Since such distancing is not possible with smaller children who need to be held, staff are required to use a sheet or blanket between themselves and the child and it must be laundered after every use, according to provincial pandemic protocol.

City officials are not sure what child-care programs will look like post-pandemic, but it’s expected that they “will have additional public health expectations and screening,” said Dr. Vinita Dubey, associate medical officer of health.

But even before the COVID-19 cases at Jesse Ketchum, many ECEs worried about their safety, said Erin Filby of the Association of Early Childhood Educators of Ontario.

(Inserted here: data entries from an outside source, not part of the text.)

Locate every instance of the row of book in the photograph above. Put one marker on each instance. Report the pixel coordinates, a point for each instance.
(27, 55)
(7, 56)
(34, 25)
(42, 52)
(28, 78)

The association, with 1,800 ECE members across the province, tracks Facebook groups and social media and has noticed a lot of fear and uncertainty in the profession, she said.

“How do you do physical distancing with a baby? Infants need to be held, for their brains and their health,” Filby said. “We don’t want to lose the developmental and caring aspect of child care amid all of the safety precautions.”

Toronto labour-room nurse Marianne Ryan says she and her two sons who attended Jesse Ketchum “thankfully” tested negative for COVID-19. But now she is off work and says she won’t send her kids back to the city’s emergency child care again “because the risks are too great.” When she’s cleared to work again, her father will drive from his home in Richmond Hill to care for the boys.

“I know I am very lucky,” she said. “But I would have sent them back if I didn’t have my dad because I would have no other choice. We have to get this right for the future.”